Walls of Time Bluegrass Podcast | November 2019
In Season 1 of the Walls of Time Bluegrass podcast, host Daniel Mullins sat down and chatted with Sonny Osborne about his life and times in the music industry. The interview, entitled ‘Risks Worth Taking’, was released as a two-part podcast and is well worth two hours of your time.

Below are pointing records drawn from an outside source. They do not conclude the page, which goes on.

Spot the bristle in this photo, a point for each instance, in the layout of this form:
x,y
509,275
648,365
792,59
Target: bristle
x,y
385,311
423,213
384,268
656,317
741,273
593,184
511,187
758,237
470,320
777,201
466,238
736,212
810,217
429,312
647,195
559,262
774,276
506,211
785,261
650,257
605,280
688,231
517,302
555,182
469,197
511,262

Part 1 | S1 E15 | November 19, 2019
– From the podcast:
‘There is no bigger living legend in bluegrass than banjo great Sonny Osborne. Along with his brother Bobby, they formed the Osborne Brothers in the 1950’s and went on to become one of the most influential artists in the field. Huge hits like “Rocky Top” helped make them a household name. Sonny retired from music in 2003, but his legacy lives on as both a member of the Bluegrass Music Hall of Fame and the Grand Ole Orpy. Daniel Mullins sat down with Sonny on his back porch for a two-part interview during a rainy Saturday afternoon at his home outside of Nashville, TN. Sonny shares his knowledge of the music industry, his business savy and his personal musical history with fellow legends like Bill Monroe, Jimmy Martin and more. Let’s head to Sonny’s back porch for this episode of Walls of Time.’
>>> Listen (1 hour 7 minutes)

Part 2 | S1 E16 | November 22, 2019
– From the podcast:
‘Few banjo players have impacted American music like Sonny Osborne has. The Osborne Brothers’ success includes multiple country radio hits, working with Merle Haggard, international tours, being members of the Grand Ole Opry, winning a CMA award, and induction into the Bluegrass Music Hall of Fame. Sonny’s banjo playing is some of the most influential in bluegrass music. In part two of this interview on Walls of Time, Sonny shares his thoughts on bluegrass and banjo playing, behind-the-scenes stories about the mighty Merle Haggard, and opens up about his struggles with addiction. Let’s re-join Daniel Mullins on Sonny Osborne’s backporch during a rainy afternoon, for the second half of our conversation with Bluegrass Hall of Famer, Sonny Osborne.’
>>> Listen (50 minutes)

Elsewhere | Online

BobbyOsborne.com & SonnyOsborne.com
BobbyOsborne.com : Bio, Honors, Awards and whatnot. It hasn’t been updated in a while (since late 2017 as of August 2020), but it’s still the home of Bobby Osborne on the internet.
SonnyOsborne.com : There’s not a whole lot going on here at Chief Banjo, but again it is, we assume, Sonny Osborne’s (sparsely furnished) home on the internet.

Bluegrass Today’s ‘Ask Sonny Anything…’
There’s plenty going on here. Essential reading for all bluegrass fans, BT’s ‘Ask Sonny Anything…‘ segment, published weekly on a Friday, sees Sonny answer reader questions in a open and forthright way. As we said, interesting insights aplenty and essential reading.